In a groundbreaking decision, a mobile court in the Democratic Republic of Congo (DRC) has found four army officers guilty of rape and terrorism as crimes against humanity for the New Year's Day mass attacks in the village of Fizi. The court sentenced the leaders to 20 years of imprisonment.
Five lower-level soldiers were found guilty of rape and inhumane acts and sentenced to either 10 or 15 years imprisonment. A 16-year-old was found to be outside the jurisdiction of the military court and will apparently be tried in juvenile court. Hundreds of villagers turned out to hear the verdict and clapped their approval at the convictions.
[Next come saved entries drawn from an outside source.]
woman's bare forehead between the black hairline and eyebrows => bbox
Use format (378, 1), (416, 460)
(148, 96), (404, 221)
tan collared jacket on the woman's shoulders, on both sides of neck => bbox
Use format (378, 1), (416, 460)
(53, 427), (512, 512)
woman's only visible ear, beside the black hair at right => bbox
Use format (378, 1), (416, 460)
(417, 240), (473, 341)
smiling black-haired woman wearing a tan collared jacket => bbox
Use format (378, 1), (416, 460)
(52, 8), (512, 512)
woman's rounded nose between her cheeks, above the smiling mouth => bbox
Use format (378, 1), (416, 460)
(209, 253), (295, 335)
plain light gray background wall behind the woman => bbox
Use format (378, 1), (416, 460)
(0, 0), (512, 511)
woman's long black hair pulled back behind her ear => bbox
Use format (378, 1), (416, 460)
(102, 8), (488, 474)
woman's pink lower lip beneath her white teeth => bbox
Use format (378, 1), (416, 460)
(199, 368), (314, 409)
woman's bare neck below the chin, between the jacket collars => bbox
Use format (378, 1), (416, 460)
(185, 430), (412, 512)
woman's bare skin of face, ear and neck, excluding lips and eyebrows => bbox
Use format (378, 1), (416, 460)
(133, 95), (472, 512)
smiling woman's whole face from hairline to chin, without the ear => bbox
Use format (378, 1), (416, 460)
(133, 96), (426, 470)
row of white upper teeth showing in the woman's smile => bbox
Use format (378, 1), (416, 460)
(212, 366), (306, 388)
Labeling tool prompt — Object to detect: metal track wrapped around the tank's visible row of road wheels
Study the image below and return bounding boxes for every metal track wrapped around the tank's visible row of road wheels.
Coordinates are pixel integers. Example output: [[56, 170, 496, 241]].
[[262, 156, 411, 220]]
The case represents an unprecedented victory for justice and the rule of law in a country where impunity is the norm and accountability the rare exception.
The mobile court—held in Baraka, an eight-hour drive from Bukavu, in the eastern DRC—demonstrates that when there is a will, there is a way. The Congolese judges, prosecutor, defense counsel, and civil party lawyers worked tirelessly for nearly two weeks to adjudicate this joint trial in a remote village without access to running water or regular electricity. Millions more await justice, but this trial has given a glimmer of hope for the future.
The raped women still live in mud huts, still struggle daily to survive, and many will still be rejected by their husbands. But now they have received something fleeting but incredibly precious: justice. Hopefully they will at least sleep better knowing they had a chance to tell their story in a court of law, the judges believed them and decided those responsible should spend a sizable part of their life behind bars as punishment, and thus others won't be similarly victimized by these same men. That in itself is empowering.